The numbers Easterbrook cites about air-quality improvement are exaggerated, according to O’Donnell; Easterbrook notes, for instance, a 33 percent reduction overall in nitrogen oxide emissions since 1990 when the number more widely accepted by experts is 12 percent. More intolerable, however, is the way he ignores the primary reason these improvements came about in the first place: the very “command and control” regulations that President Bush is trying to eliminate, and that Easterbrook claims are unnecessary.

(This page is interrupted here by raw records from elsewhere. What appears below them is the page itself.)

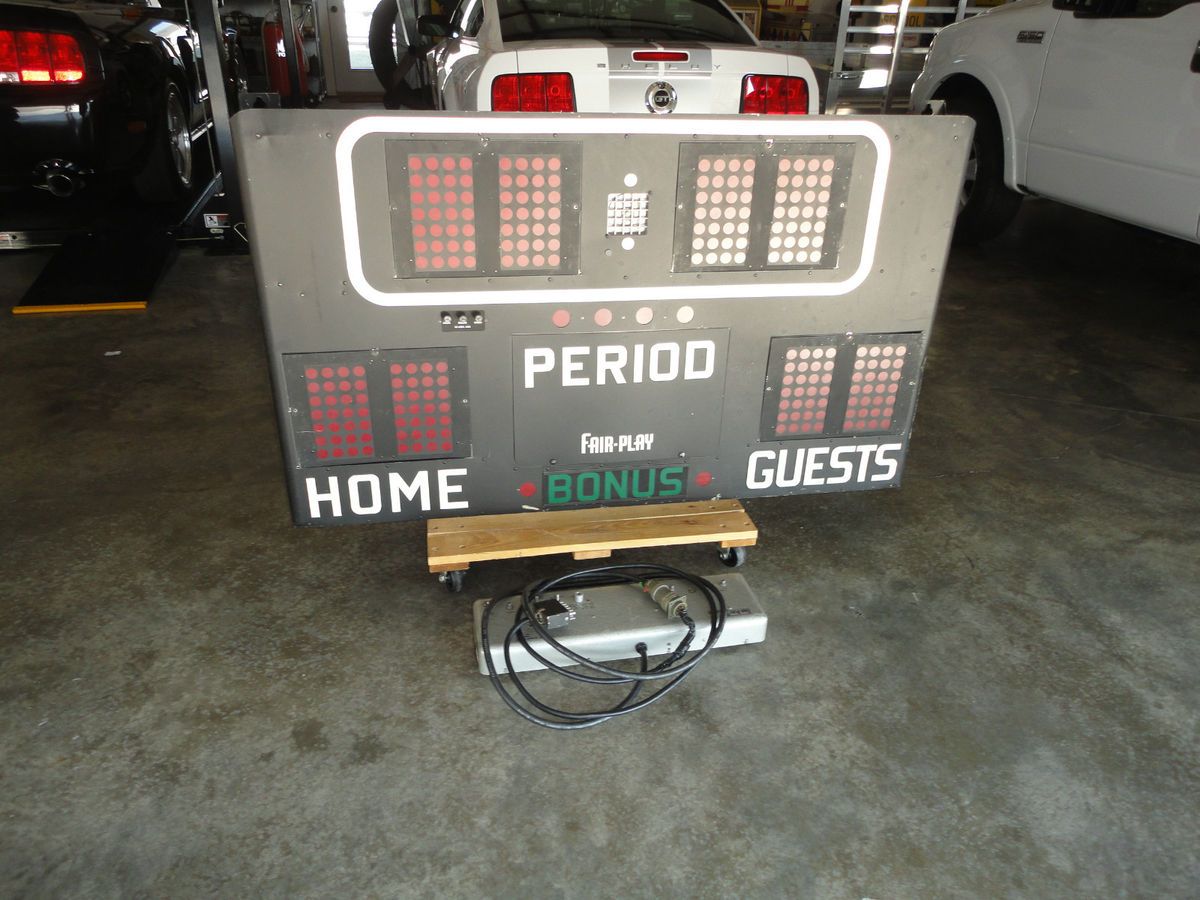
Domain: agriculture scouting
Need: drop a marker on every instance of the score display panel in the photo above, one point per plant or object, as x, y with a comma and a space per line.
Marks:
491, 313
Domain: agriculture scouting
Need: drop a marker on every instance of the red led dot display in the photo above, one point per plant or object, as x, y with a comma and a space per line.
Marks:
417, 387
340, 408
442, 199
875, 387
804, 390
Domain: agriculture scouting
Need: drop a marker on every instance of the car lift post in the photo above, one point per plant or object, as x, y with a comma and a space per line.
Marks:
208, 29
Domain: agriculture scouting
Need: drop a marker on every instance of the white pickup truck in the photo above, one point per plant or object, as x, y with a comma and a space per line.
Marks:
1091, 102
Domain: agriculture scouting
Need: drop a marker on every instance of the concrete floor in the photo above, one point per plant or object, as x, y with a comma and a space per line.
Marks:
981, 685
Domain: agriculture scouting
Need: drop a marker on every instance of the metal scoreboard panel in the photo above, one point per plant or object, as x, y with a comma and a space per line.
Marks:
492, 313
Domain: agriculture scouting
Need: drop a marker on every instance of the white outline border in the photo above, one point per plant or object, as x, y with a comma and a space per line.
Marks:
533, 125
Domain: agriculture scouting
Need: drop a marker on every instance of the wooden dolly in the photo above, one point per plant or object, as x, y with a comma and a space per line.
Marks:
454, 544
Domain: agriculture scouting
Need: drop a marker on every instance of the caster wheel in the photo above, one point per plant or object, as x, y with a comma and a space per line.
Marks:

The op-ed has too many transparently preposterous statements to eviscerate them all here (take “logging is one of the few endlessly sustainable industries,” for example). But the ones that deserve perhaps the most scrutiny are those that applaud Bush for his supposed environmental accomplishments: “Bush has implemented three major new environmental reforms for which he has received zero credit,” writes Easterbrook. “He ordered that diesel fuel be reformulated to reduce its inherent pollution content … He ordered that new diesel trucks and buses meet significantly stricter emissions standards … he imposed new emissions standards on a range of previously unregulated [construction and off-road] machines.”
Problem is, Bush had nothing to do with the first two of these three “major new” reforms. “I spent five years working on those diesel rules, negotiating with industry and the president [Clinton] to push them through,” Carol Browner, EPA chief under the Clinton administration, told Grist. “Those were our rules, and [the Bush administration] has repeatedly claimed them as theirs. That’s hardly an environmental victory.”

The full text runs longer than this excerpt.